Men in ‘Iraqi forces uniforms’ torture, execute villagers amid Mosul offensive – Amnesty Intl
“Men in Federal Police uniform have carried out multiple unlawful killings, apprehending and then deliberately killing in cold blood residents in villages south of Mosul. In some cases the residents were tortured before they were shot dead execution-style,” said Lynn Maalouf, Deputy Director for Research at Amnesty International’s Beirut Regional Office.
According to the rights group, its field researchers have visited several villages south and southwest of Mosul, where Iraqi forces, local militias, and the US-led coalition attempt to force the Islamic State (IS, formerly ISIS/ISIL) out of the city.
Evidence gathered in the field may indicate that up to six people were extrajudicially executed in late October, Amnesty International said in the report published Thursday.
In one chilling case that took place on October 21, a 16-year-old boy and around ten men handed themselves over to a small group of men wearing Iraqi Federal Police uniforms. The men waved a white cloth and lifted their shirts to show that they had no weapons and did not pose a threat.

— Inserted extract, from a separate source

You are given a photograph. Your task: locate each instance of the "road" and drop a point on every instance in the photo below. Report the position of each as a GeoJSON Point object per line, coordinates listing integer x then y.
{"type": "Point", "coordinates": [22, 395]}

After the captives were taken on foot to an empty desert area, fighters wearing the police uniforms beat them with cables and rifle butts, punched and kicked them, and then pulled their beards even setting one man’s beard on fire, the rights group’s report said.
Shortly afterwards, the men were forced to lie down on their stomachs and the armed fighters fired shots between their legs. They accused them of being Islamic State members.
Three men from the group – two of them identified as Ahmed Mahmoud Dakhil and Rashid Ali Khalaf – were then separated from the others. The uniformed men brutally beat them before shooting them dead, Amnesty alleged.
The Amnesty paper comes amid reports that Islamic State militants forced thousands of civilians to accompany them as they retreated from the town of Hammam al-Alil towards the Mosul airport. The terrorists ordered the local villagers to leave their homes, but Amnesty believes some younger men apparently managed to hide in unfinished or abandoned buildings.
One such civilian named Hussein Dakhil allegedly defied IS orders and was later found dead with two bullet wounds, to the chest and chin, shortly after government forces entered the area. He was blindfolded with his torso exposed, which may suggest that he was detained before being executed.
“Deliberately killing captives and other defenseless individuals is prohibited by international humanitarian law and is a war crime. Without effective measures to suppress and punish serious violations, there is a real risk that we could see war crimes of this kind repeated in other Iraqi villages and towns during the Mosul offensive,” Maalouf said.
“The Iraqi authorities must immediately investigate these alarming reports of extrajudicial executions and torture. They must remove from active duty all individuals who are suspected of committing war crimes and other serious human rights violations, pending the outcome of judicial investigations.”
Mosul, the IS stronghold in Iraq, is under siege by several forces, including the Iraqi Army, its allies from the Shiite militias, Kurdish militias, and a Turkish expeditionary force in Iraq, while the US provides air support for the joint offensive.
Earlier this week, a mass grave containing one hundred bodies was discovered inside a school south of the Islamic State-held city of Mosul, according to the Iraqi military. However, due to decaying, it was hard to establish whether these were soldiers or civilians.
The UN Office for the Coordination of Humanitarian Affairs said on Sunday that 34,000 Iraqis had left their homes since the start of the operation, adding that most of those people were put in temporary shelters. However, over one million civilians are believed to be trapped in Mosul as the terrorists kill anybody who attempts to flee.